PARTIMAP is an extension of SLUMAP that explored how Earth Observation (EO) and Citizen Science can be combined to better understand and measure urban deprivation in Nairobi’s informal settlements. The study tested

How it worked

• Nearly 2,000 small urban areas (100m × 100m grids) across Nairobi’s slums were selected, and corresponding high-resolution satellite image “chips” were prepared.

• A user-friendly mobile platform allowed slum dwellers to vote between pairs of image chips, answering: “Which is the better place to live?”

• 21 workshops were held in seven different slums, involving 186 participants and resulting in over 1 million votes.

• The data were analyzed with advanced statistical methods and used to build AI models (Deep Learning and Machine Learning) that predict a deprivation perception index from satellite images.

Key findings

• Satellite imagery can reliably replace ground photos in participatory workshops, requiring only a short training session.

• Residents showed strong engagement and interest in using EO to reflect their living conditions.

• AI models can accurately predict how communities perceive deprivation. The best-performing model used only standard RGB satellite imagery, showing high predictive accuracy.

• Features most influencing the AI modelling output include street and building density, open spaces, roof colors, waste piles, and rivers—findings consistent with residents’ own views.

Innovations

• A new way to use EO imagery in citizen science with slum dwellers through an interactive online platform.

• First attempt to model social perceptions of urban deprivation with AI trained on citizen-generated data.

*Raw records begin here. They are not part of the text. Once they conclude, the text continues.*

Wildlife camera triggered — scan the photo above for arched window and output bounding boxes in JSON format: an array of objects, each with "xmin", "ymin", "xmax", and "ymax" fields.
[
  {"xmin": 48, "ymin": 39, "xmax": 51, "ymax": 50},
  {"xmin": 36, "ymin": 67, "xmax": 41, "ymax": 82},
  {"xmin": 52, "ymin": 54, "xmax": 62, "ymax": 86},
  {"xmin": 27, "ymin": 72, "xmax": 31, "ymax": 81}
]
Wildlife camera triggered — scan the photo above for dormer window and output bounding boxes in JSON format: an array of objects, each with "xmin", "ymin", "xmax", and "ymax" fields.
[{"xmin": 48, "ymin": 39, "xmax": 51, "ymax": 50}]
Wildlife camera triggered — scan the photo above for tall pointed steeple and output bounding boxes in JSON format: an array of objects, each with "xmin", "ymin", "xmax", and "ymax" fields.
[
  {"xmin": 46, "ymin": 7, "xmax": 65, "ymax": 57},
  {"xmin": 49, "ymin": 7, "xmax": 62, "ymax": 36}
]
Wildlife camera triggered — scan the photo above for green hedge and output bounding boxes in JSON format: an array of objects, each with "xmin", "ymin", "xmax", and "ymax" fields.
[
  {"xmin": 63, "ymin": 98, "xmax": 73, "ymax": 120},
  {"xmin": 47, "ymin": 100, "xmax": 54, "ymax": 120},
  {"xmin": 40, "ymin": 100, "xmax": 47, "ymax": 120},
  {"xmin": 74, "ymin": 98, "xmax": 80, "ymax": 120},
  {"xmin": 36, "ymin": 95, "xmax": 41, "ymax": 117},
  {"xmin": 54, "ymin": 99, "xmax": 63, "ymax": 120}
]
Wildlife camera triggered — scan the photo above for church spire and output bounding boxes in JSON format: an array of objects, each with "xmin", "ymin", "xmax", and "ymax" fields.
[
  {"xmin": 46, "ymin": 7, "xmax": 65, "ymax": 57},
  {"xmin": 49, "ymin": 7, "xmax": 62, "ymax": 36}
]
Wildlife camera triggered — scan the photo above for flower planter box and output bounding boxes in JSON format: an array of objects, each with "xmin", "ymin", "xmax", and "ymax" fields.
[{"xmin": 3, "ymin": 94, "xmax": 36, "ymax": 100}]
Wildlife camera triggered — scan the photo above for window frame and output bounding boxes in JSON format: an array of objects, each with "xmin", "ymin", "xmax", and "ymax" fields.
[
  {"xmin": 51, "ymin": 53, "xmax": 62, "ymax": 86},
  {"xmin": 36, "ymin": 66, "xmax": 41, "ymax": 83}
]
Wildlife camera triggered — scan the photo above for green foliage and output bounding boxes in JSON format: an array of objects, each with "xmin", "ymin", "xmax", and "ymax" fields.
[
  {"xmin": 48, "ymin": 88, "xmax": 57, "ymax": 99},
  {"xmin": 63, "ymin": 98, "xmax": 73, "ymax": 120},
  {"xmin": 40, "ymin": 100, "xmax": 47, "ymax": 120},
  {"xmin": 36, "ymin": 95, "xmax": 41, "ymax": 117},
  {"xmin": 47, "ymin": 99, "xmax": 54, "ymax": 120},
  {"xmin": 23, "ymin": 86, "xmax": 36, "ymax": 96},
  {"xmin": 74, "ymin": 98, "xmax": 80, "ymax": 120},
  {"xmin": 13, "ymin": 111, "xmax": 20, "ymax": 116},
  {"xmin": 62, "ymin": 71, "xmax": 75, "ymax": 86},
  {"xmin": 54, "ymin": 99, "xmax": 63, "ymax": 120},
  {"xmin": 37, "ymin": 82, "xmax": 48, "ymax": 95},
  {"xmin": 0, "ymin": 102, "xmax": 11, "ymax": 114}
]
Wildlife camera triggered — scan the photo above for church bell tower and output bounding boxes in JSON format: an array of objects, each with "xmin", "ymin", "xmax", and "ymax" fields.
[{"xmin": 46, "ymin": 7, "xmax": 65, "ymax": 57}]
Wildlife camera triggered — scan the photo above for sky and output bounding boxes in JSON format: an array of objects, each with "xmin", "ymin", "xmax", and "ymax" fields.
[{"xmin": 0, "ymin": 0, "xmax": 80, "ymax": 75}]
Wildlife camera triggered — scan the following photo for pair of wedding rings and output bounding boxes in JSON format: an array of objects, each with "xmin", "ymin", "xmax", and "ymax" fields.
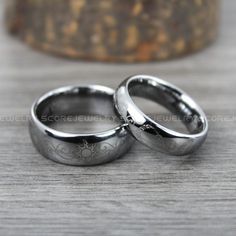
[{"xmin": 29, "ymin": 75, "xmax": 208, "ymax": 166}]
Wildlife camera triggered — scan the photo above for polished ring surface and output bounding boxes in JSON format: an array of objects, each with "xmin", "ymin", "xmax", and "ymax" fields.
[
  {"xmin": 29, "ymin": 85, "xmax": 134, "ymax": 166},
  {"xmin": 114, "ymin": 75, "xmax": 208, "ymax": 156}
]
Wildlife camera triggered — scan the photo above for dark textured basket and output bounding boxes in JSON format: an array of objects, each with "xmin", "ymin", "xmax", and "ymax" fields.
[{"xmin": 6, "ymin": 0, "xmax": 220, "ymax": 62}]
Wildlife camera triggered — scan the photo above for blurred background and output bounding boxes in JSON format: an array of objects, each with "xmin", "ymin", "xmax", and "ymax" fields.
[{"xmin": 0, "ymin": 0, "xmax": 236, "ymax": 236}]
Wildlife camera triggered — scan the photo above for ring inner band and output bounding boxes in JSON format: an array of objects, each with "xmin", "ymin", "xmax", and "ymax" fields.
[
  {"xmin": 36, "ymin": 87, "xmax": 120, "ymax": 131},
  {"xmin": 128, "ymin": 78, "xmax": 204, "ymax": 134}
]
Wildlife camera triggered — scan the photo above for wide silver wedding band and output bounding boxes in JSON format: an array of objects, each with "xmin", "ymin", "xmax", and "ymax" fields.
[
  {"xmin": 114, "ymin": 75, "xmax": 208, "ymax": 155},
  {"xmin": 29, "ymin": 85, "xmax": 134, "ymax": 166}
]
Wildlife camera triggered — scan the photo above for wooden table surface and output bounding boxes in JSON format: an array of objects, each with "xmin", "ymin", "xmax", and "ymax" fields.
[{"xmin": 0, "ymin": 0, "xmax": 236, "ymax": 236}]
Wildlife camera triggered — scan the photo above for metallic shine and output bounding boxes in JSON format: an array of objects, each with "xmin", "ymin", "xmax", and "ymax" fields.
[
  {"xmin": 29, "ymin": 85, "xmax": 134, "ymax": 166},
  {"xmin": 114, "ymin": 75, "xmax": 208, "ymax": 156}
]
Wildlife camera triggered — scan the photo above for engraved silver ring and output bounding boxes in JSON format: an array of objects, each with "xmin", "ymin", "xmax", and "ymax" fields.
[
  {"xmin": 29, "ymin": 85, "xmax": 134, "ymax": 166},
  {"xmin": 114, "ymin": 75, "xmax": 208, "ymax": 155}
]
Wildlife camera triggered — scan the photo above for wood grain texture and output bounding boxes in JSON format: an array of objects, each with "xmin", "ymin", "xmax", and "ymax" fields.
[{"xmin": 0, "ymin": 0, "xmax": 236, "ymax": 236}]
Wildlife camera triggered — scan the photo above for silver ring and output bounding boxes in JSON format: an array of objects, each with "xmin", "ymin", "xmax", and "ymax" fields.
[
  {"xmin": 114, "ymin": 75, "xmax": 208, "ymax": 156},
  {"xmin": 29, "ymin": 85, "xmax": 134, "ymax": 166}
]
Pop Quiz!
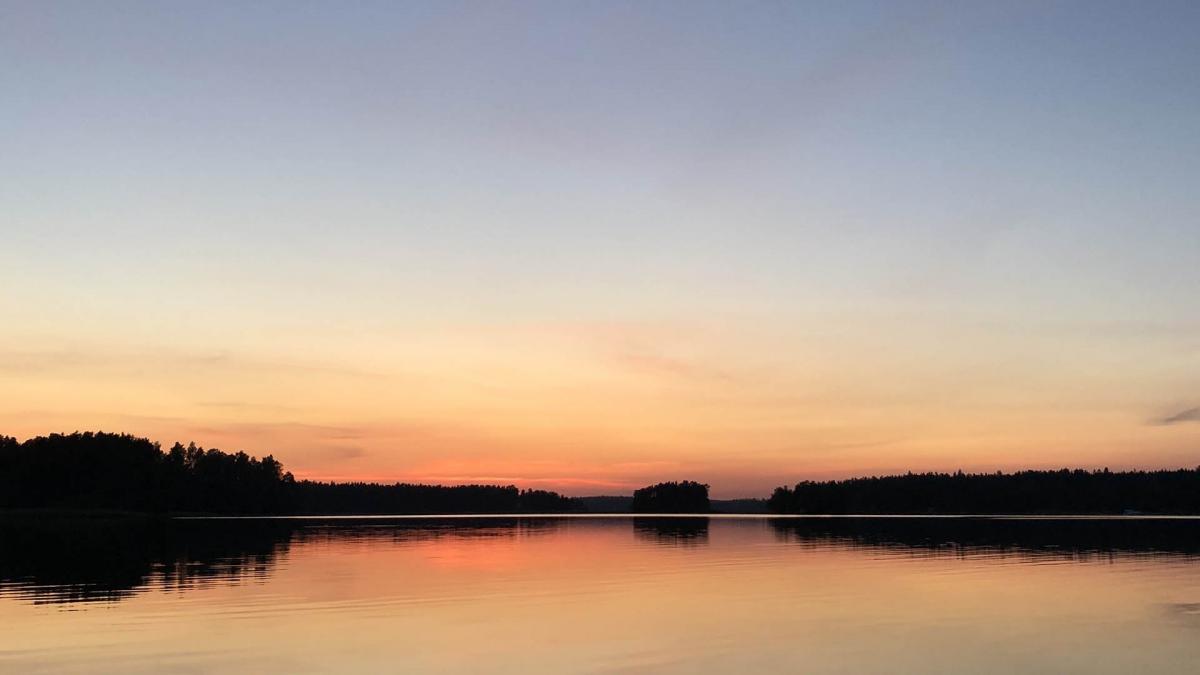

• Demonstrated that interpretable features of the physical environment can be quantified and linked to community perceptions.

Perspectives

Findings show that combining EO, AI, and citizen input provides valuable, scalable insights for urban planning and policymaking in low- and middle-income countries. The approach is replicable, cost-conscious, and supports progress toward SDG 11 (making cities inclusive, safe, resilient, and sustainable). Beyond deprivation mapping, these tools could also be applied to challenges such as waste management or infrastructure planning.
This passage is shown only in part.